Computer Science Department, College of Computer and Information Sciences, King Saud University, Riyadh 11543, Saudi Arabia

e-mail: ouiem.bchir@gmail.com; maher.benismal@gmail.com; obchir@ksu.edu.sa

Abstract

In this paper, we propose an automatic image based smoke detection using source separation. In particular, we assume that the region of interest (smoke region) is a linear combination of smoke and background pixels, and we estimate the smoke component. More specifically, we extend the linear hyperspectral unmixing techniques to the context of image based smoke detection in order to separate the smoke component from the background. The proposed approach yields promising results especially with smoke images captured outdoor.

Keyword: Pattern recognition; Computer science; Hyperspectral
中图分类号:TN98 文献标志码:A
Introduction

Smoke alarm devices represent a safety-critical system able to save lives and properties. Typical systems use sensors which detect the decrease of the ionized molecule in the air[1]. However, such devices should be very close to the smoke source and positioned on the smoke trajectory to be effective in timely manner. Moreover, they are unable to localize the smoke source. One should notice that these limitations are more acute if the alarm system intends to detect smoke in outdoor scenes.

Image based detection through video recording of outdoor scenes emerged as a promising alternative to detect smoke. It relies on automatic detection of the smoke in video frames captured using stationary cameras. Despite the variety of image processing techniques proposed in the literature, recognizing the smoke in outdoor scene image remains a challenging task due to the complexity and high variance of the visual characteristics of the smoke in such scene[2]. Another alternative to overcome the smoke detection challenge consists in formulating it as image source separation[3]. These techniques start by modeling the background. Then, based on the assumption that the smoke region of interest is a linear combination of smoke and background, the smoke component is also modeled. Next, the feature descriptors are extracted from this smoke component. Finally, the pixels or regions are assigned to “ Smoke” or “ non-smoke” classes.

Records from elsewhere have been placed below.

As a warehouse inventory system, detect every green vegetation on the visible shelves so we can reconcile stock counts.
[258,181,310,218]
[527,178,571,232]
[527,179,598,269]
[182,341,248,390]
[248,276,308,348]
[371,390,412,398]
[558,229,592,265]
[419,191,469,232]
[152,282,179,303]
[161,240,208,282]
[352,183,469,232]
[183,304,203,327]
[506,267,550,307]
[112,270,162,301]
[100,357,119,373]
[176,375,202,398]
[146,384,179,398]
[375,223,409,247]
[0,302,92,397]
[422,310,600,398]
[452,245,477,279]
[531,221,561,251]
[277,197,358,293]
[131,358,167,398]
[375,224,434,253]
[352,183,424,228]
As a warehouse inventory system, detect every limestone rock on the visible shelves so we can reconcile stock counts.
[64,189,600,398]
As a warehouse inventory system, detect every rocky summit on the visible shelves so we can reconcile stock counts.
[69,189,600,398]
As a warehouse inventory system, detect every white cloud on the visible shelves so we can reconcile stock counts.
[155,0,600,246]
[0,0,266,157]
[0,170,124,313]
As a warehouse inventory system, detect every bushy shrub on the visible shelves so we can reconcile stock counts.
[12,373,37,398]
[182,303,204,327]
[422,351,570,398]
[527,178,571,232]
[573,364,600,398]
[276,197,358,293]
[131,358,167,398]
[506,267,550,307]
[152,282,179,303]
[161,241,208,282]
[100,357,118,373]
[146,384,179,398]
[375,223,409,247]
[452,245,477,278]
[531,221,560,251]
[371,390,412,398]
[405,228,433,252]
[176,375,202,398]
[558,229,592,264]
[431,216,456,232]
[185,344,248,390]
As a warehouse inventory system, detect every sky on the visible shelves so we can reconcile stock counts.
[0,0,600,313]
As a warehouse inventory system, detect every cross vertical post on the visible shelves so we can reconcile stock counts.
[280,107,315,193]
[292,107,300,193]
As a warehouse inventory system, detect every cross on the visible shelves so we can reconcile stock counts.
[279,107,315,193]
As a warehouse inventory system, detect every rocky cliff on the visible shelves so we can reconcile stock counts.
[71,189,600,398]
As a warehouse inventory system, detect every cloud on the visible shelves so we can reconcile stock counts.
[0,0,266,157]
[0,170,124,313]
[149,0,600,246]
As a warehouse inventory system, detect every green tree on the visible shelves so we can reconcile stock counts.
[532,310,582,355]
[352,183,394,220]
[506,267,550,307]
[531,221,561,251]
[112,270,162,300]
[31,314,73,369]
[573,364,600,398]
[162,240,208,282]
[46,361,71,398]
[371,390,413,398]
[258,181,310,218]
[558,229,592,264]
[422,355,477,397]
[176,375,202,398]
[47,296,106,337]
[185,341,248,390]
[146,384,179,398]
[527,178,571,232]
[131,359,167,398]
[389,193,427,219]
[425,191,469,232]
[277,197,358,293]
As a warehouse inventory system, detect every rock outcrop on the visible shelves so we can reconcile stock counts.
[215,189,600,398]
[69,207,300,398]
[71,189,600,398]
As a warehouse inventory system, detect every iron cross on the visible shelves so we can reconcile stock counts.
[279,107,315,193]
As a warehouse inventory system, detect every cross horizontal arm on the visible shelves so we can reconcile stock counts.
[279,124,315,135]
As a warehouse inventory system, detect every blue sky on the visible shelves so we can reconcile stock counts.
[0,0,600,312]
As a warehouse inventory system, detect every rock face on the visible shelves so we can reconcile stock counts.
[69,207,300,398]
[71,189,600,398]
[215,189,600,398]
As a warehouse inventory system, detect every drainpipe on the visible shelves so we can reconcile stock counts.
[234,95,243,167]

In this paper, we extend the linear hyperspectral unmixing techniques to the context of image based smoke detection in order to separate the smoke component from the background. More specifically, we apply hyperspectral linear unmixing approaches on smoke images and investigate their ability to detect the smoke component.

1 Related works

Source separation is an emerging technique in the image processing and the remote sensing field[4]. It aims to decompose a single image into several images. This decomposition gets more challenging in case of lack of knowledge about the scene being viewed which yields an infinite number of potential solutions (decompositions). Independent Component Analysis (ICA)[4] was proposed as a source separation appsoach which assumes that image components are statistically independent. ICA[4] has been used in many applications such as the discrimination between light, reflection and shadow of an object[5], the separation between artifacts in astrophysical images[6], and the categorization of reflective and fluorescent object appearance[7]. Similarly, the authors in [8-10] adopted ICA approach[4] for cartoon image decomposition into piece-wise smooth components. One should note that ICA[4] cannot be used for smoke separation because the image background in the captured scenes can be either piece-wise smooth or textural[11].

Recently, other unsupervised source separation approches have been proposed in the litterature. In particular, the authors in [12] formulated the image separation problem as a Bayesian estimation problem[13] and used the Expectation minimization EM[14] to optimize it. Similarly, the researchers in [15], proposed a source separation using the Maximum Likelihood approach, while in [16-17] the non-symmetrical half-plane (NSHP) Markov random fields and the Morphological Component Analysis (MCA) have been used respectively. On the other hand, different studies proposed the transparent layers separation[17, 18, 19] to solve the source separation challenge. Yet, the smoke pattern in the image is still considered as a texture which does not handle the transparency reflection characteristics.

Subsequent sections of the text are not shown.